On universal childcare, the Liberals might ask how many women really want to put their young children in centre-based care, if given a choice? And is there a healthier, safer and more fulfilling way to liberate women to balance motherhood with their career aspirations?
Building more social housing sounds great in a housing crisis until you look at the poor management and under-utilisation of the current government-run housing stock. And is state-owned accommodation really what Australians aspire to, or would they actually prefer to own their own homes?
Do young people all want to go to university, or would it be preferable to live in a society that doesn’t require they waste years on a qualification only tangentially related to their field of work? Do migrants want better-funded ethnic enclaves or a chance to become wealthy Australians in their chosen home country?

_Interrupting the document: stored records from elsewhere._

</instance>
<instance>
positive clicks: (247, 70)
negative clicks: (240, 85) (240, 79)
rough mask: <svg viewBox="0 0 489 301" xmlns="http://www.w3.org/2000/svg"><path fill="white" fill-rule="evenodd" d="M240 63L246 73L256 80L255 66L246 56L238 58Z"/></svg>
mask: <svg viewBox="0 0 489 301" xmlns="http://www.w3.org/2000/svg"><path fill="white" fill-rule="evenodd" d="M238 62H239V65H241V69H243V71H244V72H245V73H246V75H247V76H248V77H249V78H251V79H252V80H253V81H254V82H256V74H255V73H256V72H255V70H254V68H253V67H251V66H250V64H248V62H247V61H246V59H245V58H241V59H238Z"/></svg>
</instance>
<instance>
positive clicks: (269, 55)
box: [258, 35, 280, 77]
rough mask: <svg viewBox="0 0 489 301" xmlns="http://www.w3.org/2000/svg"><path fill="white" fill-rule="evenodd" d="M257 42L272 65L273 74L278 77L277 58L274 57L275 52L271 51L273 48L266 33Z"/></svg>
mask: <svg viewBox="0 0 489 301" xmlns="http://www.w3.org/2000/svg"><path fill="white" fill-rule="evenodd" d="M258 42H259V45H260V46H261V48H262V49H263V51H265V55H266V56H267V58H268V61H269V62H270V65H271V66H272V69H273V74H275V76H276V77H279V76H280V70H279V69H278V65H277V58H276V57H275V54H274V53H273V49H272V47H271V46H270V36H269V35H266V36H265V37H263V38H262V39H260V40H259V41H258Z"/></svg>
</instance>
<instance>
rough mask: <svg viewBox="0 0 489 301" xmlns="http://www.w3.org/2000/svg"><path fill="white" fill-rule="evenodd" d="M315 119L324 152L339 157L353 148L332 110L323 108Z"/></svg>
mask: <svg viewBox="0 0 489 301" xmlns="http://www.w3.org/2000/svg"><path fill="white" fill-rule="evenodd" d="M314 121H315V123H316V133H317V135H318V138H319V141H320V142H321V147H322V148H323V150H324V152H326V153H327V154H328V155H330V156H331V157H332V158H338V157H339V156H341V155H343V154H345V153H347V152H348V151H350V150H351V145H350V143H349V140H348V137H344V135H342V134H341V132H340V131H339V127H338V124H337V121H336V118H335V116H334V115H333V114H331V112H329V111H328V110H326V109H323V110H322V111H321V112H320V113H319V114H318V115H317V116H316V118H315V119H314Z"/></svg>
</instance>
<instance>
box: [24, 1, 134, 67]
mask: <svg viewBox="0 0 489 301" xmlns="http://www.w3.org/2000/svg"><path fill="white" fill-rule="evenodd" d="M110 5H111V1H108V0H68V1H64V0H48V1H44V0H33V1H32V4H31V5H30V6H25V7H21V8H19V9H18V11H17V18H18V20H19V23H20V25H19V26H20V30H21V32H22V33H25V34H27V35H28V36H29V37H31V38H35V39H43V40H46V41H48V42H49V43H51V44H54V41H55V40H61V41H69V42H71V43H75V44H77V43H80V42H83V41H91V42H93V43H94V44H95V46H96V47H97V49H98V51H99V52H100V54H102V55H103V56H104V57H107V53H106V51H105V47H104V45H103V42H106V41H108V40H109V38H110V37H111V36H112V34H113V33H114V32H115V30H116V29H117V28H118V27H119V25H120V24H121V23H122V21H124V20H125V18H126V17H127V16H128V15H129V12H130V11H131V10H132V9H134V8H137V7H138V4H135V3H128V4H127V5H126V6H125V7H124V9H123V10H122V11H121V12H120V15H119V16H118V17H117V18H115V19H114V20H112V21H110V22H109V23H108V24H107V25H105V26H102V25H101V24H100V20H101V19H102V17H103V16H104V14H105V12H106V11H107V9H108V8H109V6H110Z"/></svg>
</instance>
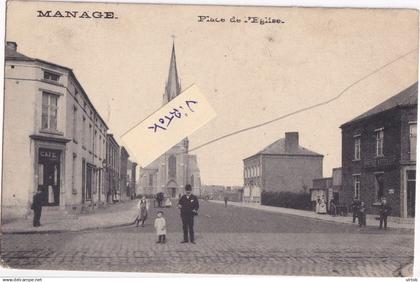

The answers to these types of questions should inspire a bold, liberal policy agenda – not triangulation, not nostalgia and not capitulation. If the Liberal Party cannot rise to the challenge of championing freedom in a time of creeping statism, then it must make way for a new party that can. Freedom is not a brand strategy, it is a purpose.
Liberalism with Australian characteristics can at once preserve a social safety net and maximise choice, rather than pursuing a narrow ambition to dictate the lives that we all may live.
Parnell Palme McGuinness is managing director at campaigns firm Agenda C. She has done work for the Liberal Party and the German Greens.